@noc said in The fuck happened yesterday - short recap:
Was the Database issue where it could no longer find it, a MariaDB issue or network routing issue where once it got exposed onto the network, routing fuck ups occurred or do we not know?
We do not know. But we had errors on OS level saying too many files opened. This would explain that you can't open new connections while running applications keep theirs alive. Doesn't match whatever happened with IRC because we had new connections a lot but they instantly died again.
@clint089 said in The fuck happened yesterday - short recap:
Thx for the Post Mortem!
What i would suggest:
- Make "critical" changes when you guys have time to monitor/support, even if that means ppl cannot play (once a week to balance it out?)
-- There is always something that needs attentions after an update
The irony here is that both changes independently would have been no brainers. If you had asked me beforehand I would've said nothing can go wrong here.
- It would be nice if we got any info about the current state (Discord), some players could start games where others could not and nobody was saying "we know about issues and we are on it, we will post an update in x hours"
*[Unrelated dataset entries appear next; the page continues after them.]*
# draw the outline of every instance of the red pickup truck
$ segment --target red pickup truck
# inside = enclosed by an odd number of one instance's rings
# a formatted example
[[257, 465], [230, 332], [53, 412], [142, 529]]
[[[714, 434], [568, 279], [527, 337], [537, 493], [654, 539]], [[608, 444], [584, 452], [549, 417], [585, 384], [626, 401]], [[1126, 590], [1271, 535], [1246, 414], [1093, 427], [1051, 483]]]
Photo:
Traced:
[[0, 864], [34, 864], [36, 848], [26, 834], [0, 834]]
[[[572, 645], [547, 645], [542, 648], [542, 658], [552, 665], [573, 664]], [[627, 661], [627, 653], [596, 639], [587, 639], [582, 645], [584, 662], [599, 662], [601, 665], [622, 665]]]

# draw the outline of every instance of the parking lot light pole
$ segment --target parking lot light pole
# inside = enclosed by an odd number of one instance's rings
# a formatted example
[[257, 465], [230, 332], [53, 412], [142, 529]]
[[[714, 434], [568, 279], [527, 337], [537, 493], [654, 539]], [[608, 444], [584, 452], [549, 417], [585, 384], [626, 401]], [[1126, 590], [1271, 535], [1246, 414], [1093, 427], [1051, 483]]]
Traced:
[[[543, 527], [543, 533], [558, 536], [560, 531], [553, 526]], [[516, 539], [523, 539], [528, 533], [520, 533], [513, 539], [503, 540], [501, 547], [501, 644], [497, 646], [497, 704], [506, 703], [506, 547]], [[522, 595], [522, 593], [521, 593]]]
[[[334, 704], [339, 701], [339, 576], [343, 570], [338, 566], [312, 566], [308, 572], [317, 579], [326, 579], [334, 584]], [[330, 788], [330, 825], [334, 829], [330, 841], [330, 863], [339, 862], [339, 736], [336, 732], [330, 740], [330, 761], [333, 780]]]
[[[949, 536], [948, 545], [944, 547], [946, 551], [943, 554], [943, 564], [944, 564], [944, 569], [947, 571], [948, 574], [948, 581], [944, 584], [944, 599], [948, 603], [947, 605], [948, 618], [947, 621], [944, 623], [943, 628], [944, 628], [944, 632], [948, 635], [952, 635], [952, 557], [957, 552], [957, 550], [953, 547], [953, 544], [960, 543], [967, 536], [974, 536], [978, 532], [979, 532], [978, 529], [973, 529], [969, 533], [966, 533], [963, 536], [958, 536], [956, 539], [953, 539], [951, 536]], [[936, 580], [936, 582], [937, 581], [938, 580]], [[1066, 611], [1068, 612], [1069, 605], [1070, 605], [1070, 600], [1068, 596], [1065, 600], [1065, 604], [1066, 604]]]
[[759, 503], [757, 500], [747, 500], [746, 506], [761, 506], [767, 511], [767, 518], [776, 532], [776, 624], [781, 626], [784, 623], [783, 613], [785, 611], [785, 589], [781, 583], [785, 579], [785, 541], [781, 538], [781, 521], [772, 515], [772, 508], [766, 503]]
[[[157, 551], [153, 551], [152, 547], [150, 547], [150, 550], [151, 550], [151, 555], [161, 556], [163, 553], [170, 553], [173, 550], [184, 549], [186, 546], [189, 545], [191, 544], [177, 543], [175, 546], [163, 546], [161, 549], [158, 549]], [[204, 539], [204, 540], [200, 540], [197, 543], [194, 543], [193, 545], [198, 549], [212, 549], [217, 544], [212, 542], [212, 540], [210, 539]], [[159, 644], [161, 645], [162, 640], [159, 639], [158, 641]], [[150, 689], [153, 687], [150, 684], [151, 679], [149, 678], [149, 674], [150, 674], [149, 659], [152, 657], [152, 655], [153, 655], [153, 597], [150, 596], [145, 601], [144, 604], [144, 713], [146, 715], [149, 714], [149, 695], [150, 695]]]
We mostly try to do that. Unfortunately in this case all status check said our services work. And it takes some time to read the feedback aka "shit's on fire yo" and to also confirm what is actually up.
- Give the http-client a lil love, it's creating so many issues if the server is not responding/behaving as expected.
- noticed that when the replay server was not available, it crashed the client bc. of an unhandled exception.
I have no clue what you mean by http client here, but that sounds like client department
PS: You guys still looking for support to migrate?
The next milestone is gettings ZFS volumes with OpenEBS running. Support on that would be nice, but it's a very niche, I doubt we have experts here.